# PM935 Instruction Manual



## xplodee (Jan 17, 2017)

Hi All-

My 935 didn't come with any specifications or instructions and I was curious of anyone had a manual? Matt said that they'd have one available soon in PDF format that they are developing on their own. Fantastic! But it isn't out yet. Could someone let me know what spindle oil to use and anything else that's pertinent to the machine?


----------



## Rich V (Jan 18, 2017)

The PM mills are very similar to some of the Jet mills so the Jet user manuals are a good reference.
http://content.jettools.com/assets/manuals/690082_man_EN.pdf
http://content.jettools.com/assets/manuals/690008_man_EN.pdf


----------



## Alan H. (Jan 18, 2017)

Yes, Matt told me as well that a manual is underway by his team. 

You may know that they wrote a manual for the popular PM1340GT lathe and if the 935 manual parallels that in relative  content, it will be quite helpful. 

As pointed out by Rich, there are several machines out there that are quite similar to ours and their manuals are helpful in the interim.

I think you are asking about lubricating the quill in your query above.  As an example, here's a snippet from a manual for a very similar mill regarding that:


----------



## Stonebriar (Feb 14, 2017)

Any update to this?


----------



## xplodee (Feb 15, 2017)

Yes would love to know.

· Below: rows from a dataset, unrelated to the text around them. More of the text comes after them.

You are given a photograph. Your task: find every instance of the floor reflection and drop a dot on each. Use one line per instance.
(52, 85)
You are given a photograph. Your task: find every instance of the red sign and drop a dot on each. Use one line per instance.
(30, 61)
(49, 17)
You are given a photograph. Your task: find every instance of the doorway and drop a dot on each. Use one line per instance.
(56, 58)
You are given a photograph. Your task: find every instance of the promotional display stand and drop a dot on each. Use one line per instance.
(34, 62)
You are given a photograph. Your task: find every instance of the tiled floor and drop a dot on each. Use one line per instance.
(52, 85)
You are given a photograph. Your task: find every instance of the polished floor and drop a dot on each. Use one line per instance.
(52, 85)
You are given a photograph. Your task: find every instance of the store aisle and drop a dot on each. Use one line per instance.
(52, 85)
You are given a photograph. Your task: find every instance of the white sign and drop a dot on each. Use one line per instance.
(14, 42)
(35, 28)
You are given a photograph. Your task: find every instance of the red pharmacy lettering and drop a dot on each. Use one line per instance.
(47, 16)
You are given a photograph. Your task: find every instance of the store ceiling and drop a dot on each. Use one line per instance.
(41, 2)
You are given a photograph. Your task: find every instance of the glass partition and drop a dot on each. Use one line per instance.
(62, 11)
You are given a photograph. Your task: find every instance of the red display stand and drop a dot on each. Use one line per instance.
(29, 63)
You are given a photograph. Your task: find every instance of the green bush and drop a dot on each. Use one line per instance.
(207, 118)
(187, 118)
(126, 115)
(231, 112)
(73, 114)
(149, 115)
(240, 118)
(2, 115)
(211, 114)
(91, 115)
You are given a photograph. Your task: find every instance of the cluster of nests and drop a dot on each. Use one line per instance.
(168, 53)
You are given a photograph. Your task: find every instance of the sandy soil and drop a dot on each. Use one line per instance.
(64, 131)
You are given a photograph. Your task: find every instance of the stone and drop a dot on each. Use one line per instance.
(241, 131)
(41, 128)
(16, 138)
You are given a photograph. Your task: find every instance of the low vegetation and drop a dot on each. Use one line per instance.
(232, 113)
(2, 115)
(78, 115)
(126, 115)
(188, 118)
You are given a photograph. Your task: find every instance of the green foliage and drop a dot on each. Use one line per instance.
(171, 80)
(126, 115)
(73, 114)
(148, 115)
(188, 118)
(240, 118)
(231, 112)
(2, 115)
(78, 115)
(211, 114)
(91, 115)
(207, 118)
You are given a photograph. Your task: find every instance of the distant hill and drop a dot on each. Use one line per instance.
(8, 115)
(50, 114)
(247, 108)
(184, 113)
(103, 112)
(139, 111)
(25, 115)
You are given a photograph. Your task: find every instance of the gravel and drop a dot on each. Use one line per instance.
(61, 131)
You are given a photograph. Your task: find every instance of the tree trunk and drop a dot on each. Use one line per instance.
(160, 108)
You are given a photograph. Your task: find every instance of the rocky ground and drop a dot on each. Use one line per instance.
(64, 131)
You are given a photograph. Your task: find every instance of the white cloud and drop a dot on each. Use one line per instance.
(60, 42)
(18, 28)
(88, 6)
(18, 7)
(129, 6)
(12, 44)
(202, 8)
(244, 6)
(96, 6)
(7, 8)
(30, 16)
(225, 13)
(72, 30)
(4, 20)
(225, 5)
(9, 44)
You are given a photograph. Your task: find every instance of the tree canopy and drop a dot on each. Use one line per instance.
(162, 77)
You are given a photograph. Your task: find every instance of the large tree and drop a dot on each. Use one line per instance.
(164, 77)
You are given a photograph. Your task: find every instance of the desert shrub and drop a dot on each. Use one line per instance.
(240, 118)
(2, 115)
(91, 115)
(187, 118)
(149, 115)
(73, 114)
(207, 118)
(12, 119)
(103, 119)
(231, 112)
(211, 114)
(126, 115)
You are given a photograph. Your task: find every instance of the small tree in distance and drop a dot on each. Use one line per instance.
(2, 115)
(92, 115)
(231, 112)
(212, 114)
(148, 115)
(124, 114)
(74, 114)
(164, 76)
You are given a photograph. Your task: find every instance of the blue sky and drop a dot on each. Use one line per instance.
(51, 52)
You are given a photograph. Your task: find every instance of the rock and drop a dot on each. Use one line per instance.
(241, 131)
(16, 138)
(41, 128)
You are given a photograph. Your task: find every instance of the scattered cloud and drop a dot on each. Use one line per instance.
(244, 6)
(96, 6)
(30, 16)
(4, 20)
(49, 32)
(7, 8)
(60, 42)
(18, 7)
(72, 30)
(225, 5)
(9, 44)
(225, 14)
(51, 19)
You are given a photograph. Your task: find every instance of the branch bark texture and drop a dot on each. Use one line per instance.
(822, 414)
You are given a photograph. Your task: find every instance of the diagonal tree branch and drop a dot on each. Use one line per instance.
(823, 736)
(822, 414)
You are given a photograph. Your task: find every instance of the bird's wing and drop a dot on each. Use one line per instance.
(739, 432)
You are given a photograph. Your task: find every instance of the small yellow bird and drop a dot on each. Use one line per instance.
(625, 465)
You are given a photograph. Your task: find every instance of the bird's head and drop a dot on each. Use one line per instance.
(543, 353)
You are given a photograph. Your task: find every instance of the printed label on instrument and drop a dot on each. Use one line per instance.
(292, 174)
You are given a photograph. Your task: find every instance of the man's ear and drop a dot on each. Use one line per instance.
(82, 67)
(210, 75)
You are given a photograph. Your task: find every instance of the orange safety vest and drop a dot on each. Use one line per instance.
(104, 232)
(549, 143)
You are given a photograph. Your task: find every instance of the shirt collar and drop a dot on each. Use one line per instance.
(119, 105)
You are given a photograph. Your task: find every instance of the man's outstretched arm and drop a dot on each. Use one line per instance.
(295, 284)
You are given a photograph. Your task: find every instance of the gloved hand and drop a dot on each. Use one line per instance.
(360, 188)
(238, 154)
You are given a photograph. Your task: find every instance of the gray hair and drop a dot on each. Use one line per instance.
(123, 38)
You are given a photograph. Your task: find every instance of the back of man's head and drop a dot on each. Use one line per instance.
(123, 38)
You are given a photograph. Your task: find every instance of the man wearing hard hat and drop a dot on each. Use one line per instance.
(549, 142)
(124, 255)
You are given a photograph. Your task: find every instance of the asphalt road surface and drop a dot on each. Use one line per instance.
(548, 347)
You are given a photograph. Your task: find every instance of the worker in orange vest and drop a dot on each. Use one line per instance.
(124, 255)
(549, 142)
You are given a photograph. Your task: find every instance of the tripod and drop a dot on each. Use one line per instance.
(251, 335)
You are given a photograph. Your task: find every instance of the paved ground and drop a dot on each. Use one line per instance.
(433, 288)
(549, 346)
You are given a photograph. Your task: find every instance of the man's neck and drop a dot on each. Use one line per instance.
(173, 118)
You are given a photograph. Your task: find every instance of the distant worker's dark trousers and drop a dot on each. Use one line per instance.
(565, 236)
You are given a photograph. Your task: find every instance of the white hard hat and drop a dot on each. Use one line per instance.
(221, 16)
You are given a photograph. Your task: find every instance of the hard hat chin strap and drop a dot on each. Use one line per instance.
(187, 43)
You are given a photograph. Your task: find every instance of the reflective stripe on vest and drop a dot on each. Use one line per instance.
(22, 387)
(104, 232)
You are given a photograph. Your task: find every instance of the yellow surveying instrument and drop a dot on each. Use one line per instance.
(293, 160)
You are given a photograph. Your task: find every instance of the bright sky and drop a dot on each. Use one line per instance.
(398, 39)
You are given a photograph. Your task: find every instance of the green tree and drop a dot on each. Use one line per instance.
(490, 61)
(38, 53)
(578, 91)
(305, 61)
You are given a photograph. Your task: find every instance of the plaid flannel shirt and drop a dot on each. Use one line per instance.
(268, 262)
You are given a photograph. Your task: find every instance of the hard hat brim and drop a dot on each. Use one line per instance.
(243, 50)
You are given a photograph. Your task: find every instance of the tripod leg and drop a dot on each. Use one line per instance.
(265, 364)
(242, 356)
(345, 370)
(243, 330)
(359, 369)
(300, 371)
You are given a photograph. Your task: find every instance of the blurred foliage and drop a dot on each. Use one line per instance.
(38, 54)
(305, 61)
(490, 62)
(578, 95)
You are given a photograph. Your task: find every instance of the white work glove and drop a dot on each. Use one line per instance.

It's understandable if it's not a priority, its just that I LOVE my machine and would really appreciate a full manual for it.


----------



## MonkMan (Feb 16, 2017)

I second that request. I downloaded the jet manual and it is very helpful. I have also put in a request to the Taiwanese manufacture for a manual. When and if I get something I'll pass it along to the group.


----------



## Alan H. (Feb 16, 2017)

Unfortunately the Taiwanese and Chinese manufacturers manuals that I have or have seen are near worthless.  I'm afraid we must wait for QMT to finish their work and publish one.   

I suspect that Matt and team are reluctant to commit to a firm date for fear that they would miss it.  I must admit that I ordered the mill knowing that I would be getting a machine without a corresponding manual.  The other published manuals out there have gotten me by for now.  Of course we all will be happy when the QMT published one lands in our email box.


----------



## qualitymachinetools (Feb 16, 2017)

To anyone who sees this, if you have one of these mills already, email me and I can send you a copy. Still working on the final edits though, and figuring out how to keep everyone else from copying it, but yes, its 99% Done.        But anyone who see this, only email for it of you already have the PM-935TS or PM-935TV.   (Or any of our larger mills it covers)


----------



## Kiwi Canuck (Apr 17, 2017)

Matt, nice job on the new manual for the 935, I've printed it out in colour and put it in a binder for use beside the Mill as I love real manuals more than electronic copies.

As far as protecting the new manual from being plagurised, we use a service like this to add  watermarks to our proprietary documents.

https://pdf-watermark.pdffiller.com/add-pdf-watermark?gclid=CMu0suDdrNMCFciDfgodRgIJfg

https://www.pdffiller.com/en/services.htm

There are other ways to do it and maybe even no charge for the software but this is pretty inexpensive and has that feature included.

I just Googled this but have not checked it out thoroughly though and it appears to be free.

http://smallbusiness.chron.com/insert-watermark-pdf-file-45309.html

David


----------